Cattle Feeders May Be Caught In A Trap

Cattle feeders last year may have set themselves up for what one market analyst called a “death trap” this year.

Feeder cattle prices have had a strong runup since the middle of last year, something that maybe shouldn’t have happened, given the tight margins experienced by the feedlots.

Feedlot competition for available feeder cattle supplies remained strong, even though they were struggling to make ends meet.

The situation “puts a bunch of pressure on the market to do exponentially insane things to get the money back,” the analyst said.  “Highest feeders ever combined with highest corn ever at a time a packer can kill slow.  Beef will get high, and the guy most likely that will hold the bag is the feeder.”

Additionally, it looks like competition was greatest for the lighter-weight calves, which, if they went directly to feedlots, would be ready for slaughter next month and into the summer.  And some really little ones, like Holstein calves, could wait until fall for slaughter, stretching this scenario out even farther for those feedlots.




Starting with the first week of July last year, prices for 400- to 500-pound feeder steers rose above the 2016-2020 average and remained higher than the average for the rest of the year, although gains were quite uneven, according to data from the USDA’s Agricultural Marketing Service and compiled and released by the Livestock Marketing Information Center in Denver.

Starting this year, prices for those calves were significantly higher than either last year or the previous five-year average.  Last week, for example, the average price for 400- to 500-pound feeder steers was listed by the AMS as $202.63 per cwt, up $22.61, or 12.6%, from $180.02 a year earlier and up $13.87, or 7.35%, from the five-year average of $188.76.




And the situation isn’t confined to the light-weight feeder cattle and their effect on the bottom lines for feedlots.

Prices for 700- to 800-pound feeder steers crossed above the 2016-2020 average the second week of June and never looked back.  Prices also were on a general uptrend in contrast to the average, which tends to run sideways within a range from $140 to $150 per cwt.

Many of these calves already are dead, but many remain in feedlots, closing in on their date with destiny.

Prices for these feeder cattle also are starting 2022 at higher levels than last year and the average.  Last week’s average was $159.24 per cwt, up $26.44, or 19.9%, from $132.80 a year ago and up $12.47, or 8.50%, from the $146.77 average.




The USDA reported formula and contract base prices for live FOB steers and heifers this week ranged from $137.61 to $138.78 per cwt, compared with last week’s range of $139.49 to $141.00.  FOB dressed steers and heifers went for $215.12 to $216.31 per cwt, versus $216.27 to $218.77.

The USDA choice cutout Tuesday was up $1.63 per cwt at $289.49, while select was up $1.34 at $278.39.  The choice/select spread widened to $11.10 from $10.81 with 85 loads of fabricated product and 39 loads of trimmings and grinds sold into the spot market.

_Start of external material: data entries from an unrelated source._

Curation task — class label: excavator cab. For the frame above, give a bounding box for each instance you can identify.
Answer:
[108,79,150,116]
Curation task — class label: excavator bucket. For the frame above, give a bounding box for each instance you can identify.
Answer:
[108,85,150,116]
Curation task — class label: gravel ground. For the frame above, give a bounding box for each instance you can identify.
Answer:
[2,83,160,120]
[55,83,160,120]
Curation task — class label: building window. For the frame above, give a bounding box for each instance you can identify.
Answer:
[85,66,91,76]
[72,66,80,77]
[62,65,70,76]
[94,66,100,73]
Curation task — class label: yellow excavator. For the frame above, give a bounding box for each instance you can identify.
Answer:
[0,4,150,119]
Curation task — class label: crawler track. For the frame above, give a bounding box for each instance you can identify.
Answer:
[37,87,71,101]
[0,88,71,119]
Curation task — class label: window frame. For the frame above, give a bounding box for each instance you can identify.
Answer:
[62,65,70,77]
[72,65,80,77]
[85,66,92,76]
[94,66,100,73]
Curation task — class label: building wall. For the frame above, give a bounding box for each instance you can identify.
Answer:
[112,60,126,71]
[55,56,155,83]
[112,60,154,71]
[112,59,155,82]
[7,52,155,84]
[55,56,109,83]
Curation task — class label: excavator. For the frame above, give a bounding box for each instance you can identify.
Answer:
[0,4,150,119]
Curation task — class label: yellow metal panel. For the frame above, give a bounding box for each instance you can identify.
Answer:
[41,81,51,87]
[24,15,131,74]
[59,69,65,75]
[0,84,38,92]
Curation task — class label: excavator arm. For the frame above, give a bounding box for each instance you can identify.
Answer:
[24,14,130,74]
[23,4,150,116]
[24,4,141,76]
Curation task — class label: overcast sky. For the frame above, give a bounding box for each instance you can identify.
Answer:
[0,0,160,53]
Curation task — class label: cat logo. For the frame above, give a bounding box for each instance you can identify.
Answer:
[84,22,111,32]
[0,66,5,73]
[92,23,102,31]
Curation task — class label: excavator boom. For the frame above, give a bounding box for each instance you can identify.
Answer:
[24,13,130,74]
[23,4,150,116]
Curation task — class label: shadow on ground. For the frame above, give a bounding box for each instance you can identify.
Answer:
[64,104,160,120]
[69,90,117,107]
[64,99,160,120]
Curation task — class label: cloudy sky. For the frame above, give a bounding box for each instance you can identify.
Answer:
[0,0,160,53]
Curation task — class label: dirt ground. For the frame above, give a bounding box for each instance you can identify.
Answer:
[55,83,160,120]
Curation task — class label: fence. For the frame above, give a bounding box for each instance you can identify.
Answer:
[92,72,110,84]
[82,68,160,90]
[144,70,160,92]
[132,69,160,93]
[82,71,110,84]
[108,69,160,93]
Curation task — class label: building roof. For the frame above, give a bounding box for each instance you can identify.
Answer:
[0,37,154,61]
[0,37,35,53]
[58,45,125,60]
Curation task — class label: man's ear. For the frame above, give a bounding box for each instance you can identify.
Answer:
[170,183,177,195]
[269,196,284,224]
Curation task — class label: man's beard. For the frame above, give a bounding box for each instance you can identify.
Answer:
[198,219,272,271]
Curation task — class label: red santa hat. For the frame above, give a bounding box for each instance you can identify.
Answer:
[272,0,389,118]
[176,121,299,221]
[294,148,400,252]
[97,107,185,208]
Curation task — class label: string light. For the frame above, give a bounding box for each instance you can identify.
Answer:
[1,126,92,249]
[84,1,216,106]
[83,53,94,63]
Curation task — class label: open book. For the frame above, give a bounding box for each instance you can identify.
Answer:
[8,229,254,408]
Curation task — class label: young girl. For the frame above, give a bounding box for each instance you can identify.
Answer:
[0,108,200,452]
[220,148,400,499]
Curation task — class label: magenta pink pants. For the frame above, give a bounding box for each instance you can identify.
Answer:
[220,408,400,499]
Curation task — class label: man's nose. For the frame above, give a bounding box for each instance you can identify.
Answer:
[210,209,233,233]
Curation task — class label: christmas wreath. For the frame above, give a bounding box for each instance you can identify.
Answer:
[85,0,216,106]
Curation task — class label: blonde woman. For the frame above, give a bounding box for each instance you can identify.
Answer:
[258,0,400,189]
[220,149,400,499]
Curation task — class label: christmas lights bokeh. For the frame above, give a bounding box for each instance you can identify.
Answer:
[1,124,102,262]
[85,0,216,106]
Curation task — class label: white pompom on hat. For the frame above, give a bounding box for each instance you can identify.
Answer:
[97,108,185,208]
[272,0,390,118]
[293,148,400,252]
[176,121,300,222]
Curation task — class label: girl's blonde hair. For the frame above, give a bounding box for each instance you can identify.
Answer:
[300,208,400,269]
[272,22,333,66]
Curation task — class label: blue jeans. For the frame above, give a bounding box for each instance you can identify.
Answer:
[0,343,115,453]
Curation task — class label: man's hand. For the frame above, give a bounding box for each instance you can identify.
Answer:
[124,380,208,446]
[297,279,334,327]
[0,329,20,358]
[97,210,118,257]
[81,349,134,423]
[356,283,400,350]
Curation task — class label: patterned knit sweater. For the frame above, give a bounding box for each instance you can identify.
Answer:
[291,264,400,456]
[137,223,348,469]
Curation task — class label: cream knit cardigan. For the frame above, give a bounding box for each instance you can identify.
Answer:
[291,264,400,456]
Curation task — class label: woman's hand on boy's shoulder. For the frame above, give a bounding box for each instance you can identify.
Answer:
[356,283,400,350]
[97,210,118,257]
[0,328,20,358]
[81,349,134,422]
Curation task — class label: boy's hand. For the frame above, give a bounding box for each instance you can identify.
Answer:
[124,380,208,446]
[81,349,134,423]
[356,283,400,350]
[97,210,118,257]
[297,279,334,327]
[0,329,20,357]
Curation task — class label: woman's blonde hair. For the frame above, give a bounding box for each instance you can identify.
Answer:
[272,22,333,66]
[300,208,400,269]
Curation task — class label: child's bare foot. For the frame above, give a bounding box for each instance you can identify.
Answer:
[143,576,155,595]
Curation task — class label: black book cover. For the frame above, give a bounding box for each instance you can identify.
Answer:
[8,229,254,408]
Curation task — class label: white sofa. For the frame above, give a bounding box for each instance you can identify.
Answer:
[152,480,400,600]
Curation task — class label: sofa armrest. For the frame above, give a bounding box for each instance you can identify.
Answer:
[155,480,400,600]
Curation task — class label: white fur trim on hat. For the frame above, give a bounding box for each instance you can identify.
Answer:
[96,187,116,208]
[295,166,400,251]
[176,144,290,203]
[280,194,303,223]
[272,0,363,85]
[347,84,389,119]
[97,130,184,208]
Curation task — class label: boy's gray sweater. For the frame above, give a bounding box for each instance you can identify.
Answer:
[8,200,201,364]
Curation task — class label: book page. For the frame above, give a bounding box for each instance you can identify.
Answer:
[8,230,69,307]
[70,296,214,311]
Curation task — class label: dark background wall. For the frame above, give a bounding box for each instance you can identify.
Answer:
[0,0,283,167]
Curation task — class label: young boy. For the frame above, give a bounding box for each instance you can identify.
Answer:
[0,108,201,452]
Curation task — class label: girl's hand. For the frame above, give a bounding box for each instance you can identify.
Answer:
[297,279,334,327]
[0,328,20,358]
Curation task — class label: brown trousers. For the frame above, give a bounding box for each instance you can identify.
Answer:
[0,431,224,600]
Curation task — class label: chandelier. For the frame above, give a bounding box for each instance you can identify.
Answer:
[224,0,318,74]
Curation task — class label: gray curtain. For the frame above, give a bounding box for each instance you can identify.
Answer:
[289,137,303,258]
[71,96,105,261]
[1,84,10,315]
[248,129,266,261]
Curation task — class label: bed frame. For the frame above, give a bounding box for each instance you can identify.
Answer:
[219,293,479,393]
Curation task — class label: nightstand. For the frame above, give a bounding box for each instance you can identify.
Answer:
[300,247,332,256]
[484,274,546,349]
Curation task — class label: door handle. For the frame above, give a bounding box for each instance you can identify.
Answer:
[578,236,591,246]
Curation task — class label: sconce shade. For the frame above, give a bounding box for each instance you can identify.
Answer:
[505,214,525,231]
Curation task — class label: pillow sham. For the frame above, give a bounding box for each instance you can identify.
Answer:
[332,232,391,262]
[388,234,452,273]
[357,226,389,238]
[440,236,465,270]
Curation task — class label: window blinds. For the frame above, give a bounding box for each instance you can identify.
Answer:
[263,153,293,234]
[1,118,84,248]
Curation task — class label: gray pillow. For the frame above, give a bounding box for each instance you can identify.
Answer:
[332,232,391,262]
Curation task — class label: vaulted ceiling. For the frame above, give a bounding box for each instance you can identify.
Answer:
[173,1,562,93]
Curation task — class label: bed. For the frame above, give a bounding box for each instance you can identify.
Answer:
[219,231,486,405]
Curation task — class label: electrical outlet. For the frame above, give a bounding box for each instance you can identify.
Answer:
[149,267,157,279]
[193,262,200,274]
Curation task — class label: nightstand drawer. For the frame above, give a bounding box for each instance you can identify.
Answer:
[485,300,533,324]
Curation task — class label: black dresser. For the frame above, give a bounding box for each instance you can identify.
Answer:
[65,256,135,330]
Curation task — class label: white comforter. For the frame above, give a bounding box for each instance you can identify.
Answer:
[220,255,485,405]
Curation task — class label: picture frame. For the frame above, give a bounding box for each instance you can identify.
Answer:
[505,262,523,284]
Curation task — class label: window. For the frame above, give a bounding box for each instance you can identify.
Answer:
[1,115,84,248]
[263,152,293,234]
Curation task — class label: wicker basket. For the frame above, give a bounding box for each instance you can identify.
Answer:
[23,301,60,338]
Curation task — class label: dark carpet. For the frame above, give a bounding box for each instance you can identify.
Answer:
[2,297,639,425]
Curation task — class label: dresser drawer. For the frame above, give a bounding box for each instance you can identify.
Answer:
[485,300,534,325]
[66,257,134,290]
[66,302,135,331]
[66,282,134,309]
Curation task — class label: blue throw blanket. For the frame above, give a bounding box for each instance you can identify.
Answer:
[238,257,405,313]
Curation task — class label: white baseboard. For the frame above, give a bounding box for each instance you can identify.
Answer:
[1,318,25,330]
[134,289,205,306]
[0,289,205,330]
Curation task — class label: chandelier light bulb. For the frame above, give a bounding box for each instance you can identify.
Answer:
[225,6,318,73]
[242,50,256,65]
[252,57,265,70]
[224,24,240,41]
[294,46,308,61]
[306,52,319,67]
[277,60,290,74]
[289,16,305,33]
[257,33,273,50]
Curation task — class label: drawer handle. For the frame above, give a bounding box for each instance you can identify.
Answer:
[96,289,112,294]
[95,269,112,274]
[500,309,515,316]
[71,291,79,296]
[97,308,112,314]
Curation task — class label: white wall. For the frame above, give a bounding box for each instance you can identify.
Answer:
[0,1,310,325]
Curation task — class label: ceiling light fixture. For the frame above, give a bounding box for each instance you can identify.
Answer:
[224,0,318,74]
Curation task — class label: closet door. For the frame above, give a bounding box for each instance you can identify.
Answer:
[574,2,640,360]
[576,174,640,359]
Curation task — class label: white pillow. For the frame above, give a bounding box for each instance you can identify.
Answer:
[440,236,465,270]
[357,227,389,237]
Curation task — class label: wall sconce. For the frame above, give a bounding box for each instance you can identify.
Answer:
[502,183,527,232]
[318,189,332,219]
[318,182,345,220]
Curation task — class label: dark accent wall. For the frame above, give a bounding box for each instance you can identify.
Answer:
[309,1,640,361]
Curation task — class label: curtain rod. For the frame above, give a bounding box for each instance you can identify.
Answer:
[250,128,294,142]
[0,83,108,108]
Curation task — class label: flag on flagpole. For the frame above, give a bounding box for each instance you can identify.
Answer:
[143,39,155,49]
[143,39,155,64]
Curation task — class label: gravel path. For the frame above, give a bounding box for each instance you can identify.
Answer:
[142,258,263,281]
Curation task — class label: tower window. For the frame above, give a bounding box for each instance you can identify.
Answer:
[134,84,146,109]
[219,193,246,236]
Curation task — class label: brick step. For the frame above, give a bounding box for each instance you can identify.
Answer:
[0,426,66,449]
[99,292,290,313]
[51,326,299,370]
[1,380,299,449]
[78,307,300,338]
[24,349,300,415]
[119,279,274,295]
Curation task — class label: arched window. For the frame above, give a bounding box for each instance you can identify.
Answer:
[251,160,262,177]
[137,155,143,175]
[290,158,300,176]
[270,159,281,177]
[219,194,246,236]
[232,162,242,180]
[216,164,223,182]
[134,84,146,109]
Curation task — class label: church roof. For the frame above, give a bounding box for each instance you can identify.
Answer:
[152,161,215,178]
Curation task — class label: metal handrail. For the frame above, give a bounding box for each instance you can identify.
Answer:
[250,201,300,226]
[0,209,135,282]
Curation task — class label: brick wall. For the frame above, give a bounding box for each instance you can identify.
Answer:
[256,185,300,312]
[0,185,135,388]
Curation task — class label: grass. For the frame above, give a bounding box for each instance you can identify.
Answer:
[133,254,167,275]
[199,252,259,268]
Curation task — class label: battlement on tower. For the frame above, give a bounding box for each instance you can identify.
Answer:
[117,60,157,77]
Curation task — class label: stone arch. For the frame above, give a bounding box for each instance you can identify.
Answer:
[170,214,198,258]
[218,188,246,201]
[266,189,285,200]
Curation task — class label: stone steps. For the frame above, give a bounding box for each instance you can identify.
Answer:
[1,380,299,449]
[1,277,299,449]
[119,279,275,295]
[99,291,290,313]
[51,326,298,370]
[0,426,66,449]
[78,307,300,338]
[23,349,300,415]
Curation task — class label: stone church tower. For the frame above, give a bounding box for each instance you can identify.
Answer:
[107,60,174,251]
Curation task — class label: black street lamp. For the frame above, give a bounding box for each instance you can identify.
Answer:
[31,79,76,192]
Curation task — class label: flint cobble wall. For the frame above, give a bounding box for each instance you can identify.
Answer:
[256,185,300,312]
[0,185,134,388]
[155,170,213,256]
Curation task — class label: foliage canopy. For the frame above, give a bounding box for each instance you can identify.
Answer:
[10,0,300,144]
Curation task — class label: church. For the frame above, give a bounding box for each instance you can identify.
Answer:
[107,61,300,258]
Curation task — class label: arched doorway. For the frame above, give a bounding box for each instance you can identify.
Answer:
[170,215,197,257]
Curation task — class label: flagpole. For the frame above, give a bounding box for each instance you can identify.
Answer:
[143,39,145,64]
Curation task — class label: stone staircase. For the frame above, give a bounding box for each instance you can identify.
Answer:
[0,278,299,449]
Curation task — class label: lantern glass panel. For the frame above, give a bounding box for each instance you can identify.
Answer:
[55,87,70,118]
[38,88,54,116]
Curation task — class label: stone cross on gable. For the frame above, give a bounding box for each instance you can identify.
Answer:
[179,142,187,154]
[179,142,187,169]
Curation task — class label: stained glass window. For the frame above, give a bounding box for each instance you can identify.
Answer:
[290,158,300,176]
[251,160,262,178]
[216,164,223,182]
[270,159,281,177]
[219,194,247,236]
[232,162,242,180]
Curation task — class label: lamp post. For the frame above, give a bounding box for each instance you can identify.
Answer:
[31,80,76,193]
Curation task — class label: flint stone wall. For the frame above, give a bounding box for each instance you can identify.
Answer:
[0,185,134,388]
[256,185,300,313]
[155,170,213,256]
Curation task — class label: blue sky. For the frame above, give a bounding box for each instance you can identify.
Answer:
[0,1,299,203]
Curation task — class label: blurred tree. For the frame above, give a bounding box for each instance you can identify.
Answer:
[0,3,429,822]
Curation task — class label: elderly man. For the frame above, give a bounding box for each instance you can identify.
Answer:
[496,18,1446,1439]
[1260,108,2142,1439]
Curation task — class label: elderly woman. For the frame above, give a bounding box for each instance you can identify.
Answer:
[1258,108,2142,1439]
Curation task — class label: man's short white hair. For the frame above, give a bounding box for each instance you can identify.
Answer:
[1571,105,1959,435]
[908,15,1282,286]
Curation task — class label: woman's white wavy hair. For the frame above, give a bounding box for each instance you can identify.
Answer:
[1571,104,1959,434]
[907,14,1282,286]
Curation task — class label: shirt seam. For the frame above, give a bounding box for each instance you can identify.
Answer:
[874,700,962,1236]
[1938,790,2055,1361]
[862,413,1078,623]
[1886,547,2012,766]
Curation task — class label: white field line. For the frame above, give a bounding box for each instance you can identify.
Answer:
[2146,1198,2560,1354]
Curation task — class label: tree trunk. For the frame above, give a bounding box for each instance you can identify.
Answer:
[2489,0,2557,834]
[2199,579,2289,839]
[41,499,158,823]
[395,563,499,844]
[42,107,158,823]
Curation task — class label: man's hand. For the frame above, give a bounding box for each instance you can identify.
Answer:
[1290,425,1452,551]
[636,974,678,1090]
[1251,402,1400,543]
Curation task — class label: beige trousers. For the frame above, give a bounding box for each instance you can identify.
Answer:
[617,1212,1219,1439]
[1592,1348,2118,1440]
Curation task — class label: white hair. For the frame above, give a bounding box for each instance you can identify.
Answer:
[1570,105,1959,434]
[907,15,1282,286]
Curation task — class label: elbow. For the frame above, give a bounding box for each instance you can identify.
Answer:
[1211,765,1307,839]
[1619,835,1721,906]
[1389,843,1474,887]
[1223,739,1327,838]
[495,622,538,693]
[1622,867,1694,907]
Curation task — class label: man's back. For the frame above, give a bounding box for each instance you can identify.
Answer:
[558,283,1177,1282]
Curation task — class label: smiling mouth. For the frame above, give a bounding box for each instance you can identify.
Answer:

The USDA reported that basis bids for corn from feeders in the Southern Plains were unchanged at $1.45 to $1.65 a bushel over the Mar futures and for southwest Kansas were unchanged at $0.35 over Mar, which settled at $5.99 1/2 a bushel, up $0.03 1/4.

The CME Feeder Cattle Index for the seven days ended Monday was $161.30 per cwt down $0.41.  This compares with Tuesday’s Jan contract settlement of $161.45 per cwt, down $1.25.